Home owners have started a mortgage strike. They are withholding mortgage payments on delayed or unfinished projects, with accusations flying that their money is being stolen or otherwise misappropriated. Homeowners have stopped mortgage payments on at least 100 projects in more than 50 cities as of Wednesday, according to China Real Estate Information, a research firm. That represents less than 2 per cent of total mortgages, but the strike is snowballing, with the numbers increasing four-fold over two days.

Developers are supposed to deposit the payments they receive into designated bank accounts, from which it is withdrawn in batches during construction, but the suspicion is that banks have been colluding with hard-pressed developers and are releasing the funds for other purposes.

This, as the international economic outlook is deteriorating. Soaring energy costs, the war in Ukraine and a possible global recession will all take their toll on China as much as anybody else. And it is at a time when western companies are more closely examining their global supply chains. With geopolitical tensions rising, resilience is now the catchword, and that means diversifying away from China.

The slowdown comes at a sensitive political time for Xi Jinping, as he aims to secure an unprecedented third term as leader at a CCP meeting later this year. The government is still insisting it will achieve 5.5 per cent growth this year. That is highly unlikely. There are limits to what wasteful and debt fuelled public investment can achieve.
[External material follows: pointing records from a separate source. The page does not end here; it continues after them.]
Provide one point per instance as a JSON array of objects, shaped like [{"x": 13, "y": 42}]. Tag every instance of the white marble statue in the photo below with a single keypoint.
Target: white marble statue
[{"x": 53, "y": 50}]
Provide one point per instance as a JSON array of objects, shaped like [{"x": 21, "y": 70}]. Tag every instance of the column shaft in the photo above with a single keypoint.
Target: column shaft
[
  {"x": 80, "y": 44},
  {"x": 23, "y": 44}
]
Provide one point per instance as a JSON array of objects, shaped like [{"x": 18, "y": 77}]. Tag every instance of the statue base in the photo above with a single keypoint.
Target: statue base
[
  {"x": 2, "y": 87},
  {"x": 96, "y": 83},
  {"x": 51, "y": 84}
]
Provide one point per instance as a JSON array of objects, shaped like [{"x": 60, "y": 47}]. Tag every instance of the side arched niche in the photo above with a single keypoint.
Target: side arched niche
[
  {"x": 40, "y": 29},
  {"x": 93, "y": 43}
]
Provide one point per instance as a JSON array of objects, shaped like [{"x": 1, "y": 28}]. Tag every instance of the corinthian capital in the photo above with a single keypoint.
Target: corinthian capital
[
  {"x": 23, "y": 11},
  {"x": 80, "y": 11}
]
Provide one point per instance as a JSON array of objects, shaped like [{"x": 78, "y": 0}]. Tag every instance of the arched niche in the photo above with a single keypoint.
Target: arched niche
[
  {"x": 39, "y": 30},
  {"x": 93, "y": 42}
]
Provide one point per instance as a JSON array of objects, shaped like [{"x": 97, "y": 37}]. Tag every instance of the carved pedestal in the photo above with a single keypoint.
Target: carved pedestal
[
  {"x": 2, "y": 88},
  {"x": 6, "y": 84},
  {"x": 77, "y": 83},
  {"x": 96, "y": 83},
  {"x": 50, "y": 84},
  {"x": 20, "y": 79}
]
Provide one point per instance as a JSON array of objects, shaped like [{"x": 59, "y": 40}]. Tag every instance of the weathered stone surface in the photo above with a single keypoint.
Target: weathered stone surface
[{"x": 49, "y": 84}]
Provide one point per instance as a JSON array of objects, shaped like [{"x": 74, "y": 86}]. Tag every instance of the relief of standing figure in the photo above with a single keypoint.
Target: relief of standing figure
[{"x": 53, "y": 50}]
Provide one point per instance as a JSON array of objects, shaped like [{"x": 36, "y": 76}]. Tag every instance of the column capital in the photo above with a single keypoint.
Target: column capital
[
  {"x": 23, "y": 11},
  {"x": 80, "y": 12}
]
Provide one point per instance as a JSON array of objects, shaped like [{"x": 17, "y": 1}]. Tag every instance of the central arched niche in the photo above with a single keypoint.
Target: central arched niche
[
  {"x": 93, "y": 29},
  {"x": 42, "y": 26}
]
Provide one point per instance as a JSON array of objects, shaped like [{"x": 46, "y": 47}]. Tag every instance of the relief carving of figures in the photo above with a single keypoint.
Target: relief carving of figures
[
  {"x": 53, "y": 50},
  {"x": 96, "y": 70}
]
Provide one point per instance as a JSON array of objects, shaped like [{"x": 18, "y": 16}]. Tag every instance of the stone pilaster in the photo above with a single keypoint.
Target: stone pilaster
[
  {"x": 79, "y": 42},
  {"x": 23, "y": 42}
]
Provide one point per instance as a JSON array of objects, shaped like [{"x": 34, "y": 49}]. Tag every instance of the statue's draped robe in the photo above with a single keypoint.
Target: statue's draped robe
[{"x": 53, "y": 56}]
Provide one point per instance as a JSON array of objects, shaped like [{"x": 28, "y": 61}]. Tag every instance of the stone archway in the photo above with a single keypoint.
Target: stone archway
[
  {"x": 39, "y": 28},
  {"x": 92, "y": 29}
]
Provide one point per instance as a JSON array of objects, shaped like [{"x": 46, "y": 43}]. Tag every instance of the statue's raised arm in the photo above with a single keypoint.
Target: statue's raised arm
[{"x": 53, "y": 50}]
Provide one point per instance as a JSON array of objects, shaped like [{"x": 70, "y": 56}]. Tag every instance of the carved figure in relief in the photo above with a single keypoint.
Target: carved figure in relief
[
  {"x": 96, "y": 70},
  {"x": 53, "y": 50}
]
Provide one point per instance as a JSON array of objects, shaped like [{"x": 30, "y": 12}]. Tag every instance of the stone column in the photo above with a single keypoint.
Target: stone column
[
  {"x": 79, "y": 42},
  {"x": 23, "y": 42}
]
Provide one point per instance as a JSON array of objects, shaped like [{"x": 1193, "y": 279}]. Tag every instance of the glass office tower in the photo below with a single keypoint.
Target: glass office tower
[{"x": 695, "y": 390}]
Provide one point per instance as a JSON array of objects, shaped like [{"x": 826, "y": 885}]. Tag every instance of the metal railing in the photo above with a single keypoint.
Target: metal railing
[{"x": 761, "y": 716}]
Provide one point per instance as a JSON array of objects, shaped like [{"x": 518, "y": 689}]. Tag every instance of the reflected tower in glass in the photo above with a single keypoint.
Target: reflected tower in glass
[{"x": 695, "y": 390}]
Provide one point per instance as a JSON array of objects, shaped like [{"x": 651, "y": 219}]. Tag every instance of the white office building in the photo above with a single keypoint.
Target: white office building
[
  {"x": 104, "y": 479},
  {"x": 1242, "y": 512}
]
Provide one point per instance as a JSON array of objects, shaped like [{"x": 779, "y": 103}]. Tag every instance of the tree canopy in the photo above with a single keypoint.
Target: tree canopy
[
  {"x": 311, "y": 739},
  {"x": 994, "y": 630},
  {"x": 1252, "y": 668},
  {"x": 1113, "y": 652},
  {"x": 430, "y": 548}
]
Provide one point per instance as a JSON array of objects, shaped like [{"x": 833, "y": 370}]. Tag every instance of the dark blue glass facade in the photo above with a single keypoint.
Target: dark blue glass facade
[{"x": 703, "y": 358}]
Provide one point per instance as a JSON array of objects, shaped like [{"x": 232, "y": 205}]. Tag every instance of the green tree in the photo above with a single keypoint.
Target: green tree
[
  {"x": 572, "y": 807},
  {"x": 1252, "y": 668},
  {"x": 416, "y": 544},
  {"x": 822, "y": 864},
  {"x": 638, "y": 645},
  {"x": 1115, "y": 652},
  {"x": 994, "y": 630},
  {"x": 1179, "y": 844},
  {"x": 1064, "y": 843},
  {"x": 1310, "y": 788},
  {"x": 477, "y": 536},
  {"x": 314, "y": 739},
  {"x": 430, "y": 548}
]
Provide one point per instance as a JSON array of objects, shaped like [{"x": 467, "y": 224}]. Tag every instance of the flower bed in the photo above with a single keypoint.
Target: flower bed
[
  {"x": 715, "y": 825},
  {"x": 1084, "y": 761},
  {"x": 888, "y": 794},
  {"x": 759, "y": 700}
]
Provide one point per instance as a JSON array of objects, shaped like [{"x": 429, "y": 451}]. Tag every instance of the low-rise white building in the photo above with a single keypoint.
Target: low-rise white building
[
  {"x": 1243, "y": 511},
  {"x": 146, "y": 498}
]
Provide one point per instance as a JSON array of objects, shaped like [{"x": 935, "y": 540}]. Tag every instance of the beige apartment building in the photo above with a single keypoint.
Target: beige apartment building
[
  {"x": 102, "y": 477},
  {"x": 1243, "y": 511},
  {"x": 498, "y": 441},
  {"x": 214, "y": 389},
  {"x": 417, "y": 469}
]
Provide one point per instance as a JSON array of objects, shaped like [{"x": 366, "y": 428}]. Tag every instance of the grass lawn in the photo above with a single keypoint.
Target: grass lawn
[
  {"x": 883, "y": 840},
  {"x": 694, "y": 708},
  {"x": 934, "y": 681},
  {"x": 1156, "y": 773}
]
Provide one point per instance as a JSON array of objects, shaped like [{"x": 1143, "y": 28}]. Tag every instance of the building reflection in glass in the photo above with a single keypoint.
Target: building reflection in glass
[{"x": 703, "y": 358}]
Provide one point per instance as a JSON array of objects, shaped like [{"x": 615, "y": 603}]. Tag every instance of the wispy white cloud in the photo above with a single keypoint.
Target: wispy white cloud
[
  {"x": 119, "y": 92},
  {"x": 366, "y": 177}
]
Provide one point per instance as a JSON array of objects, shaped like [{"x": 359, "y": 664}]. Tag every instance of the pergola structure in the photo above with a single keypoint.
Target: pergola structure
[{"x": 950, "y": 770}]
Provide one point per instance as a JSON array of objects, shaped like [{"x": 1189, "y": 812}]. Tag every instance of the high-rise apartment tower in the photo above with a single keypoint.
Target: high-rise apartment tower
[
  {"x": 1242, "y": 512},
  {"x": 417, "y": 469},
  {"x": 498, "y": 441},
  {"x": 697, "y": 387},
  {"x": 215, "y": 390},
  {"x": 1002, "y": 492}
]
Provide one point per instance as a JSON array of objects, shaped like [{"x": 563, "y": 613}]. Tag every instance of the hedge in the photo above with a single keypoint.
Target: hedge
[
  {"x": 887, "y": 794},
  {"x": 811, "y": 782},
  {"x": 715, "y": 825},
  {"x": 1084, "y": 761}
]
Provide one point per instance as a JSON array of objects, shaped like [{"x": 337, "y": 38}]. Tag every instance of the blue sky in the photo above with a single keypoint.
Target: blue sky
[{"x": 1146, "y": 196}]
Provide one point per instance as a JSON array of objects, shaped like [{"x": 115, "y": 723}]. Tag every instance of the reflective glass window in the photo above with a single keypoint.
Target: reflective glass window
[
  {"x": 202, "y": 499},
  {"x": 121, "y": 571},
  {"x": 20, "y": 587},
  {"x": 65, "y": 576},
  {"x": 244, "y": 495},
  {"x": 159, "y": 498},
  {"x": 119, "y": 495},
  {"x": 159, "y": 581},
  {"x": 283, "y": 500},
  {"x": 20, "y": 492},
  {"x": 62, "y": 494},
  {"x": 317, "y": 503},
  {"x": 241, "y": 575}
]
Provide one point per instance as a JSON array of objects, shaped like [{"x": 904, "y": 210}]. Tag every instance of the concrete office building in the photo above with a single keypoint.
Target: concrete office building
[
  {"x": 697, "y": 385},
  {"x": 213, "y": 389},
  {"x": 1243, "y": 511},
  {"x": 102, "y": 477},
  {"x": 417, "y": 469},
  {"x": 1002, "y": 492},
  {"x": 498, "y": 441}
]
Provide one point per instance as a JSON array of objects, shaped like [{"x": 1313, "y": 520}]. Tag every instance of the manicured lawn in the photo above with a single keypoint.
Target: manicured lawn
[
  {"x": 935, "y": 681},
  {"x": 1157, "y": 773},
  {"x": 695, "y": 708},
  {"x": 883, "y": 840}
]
Xi could always cook the books. Although their reliability has improved, few analysts have much faith in Chinese government statistics. When I was based in China, a western financial analyst based in Shanghai described Chinese statistics to me as ‘one of the greatest works of contemporary Chinese fiction’. Claims about the rate of economic growth were about as real as the handbags and DVDs in the once notorious Silk Street market in Beijing. The figures were political first and foremost. Analysts employed an array of esoteric techniques to try and ascertain what was really going on with the economy. They looked at diesel and electricity demand, the fluctuating levels of the country’s chronic air pollution, car sales and congestion. One enterprising analyst regularly sent spies to ports to count the ships and throughput of trucks. I have no insight into what these informal measures are now saying, but suspect they are all flashing red.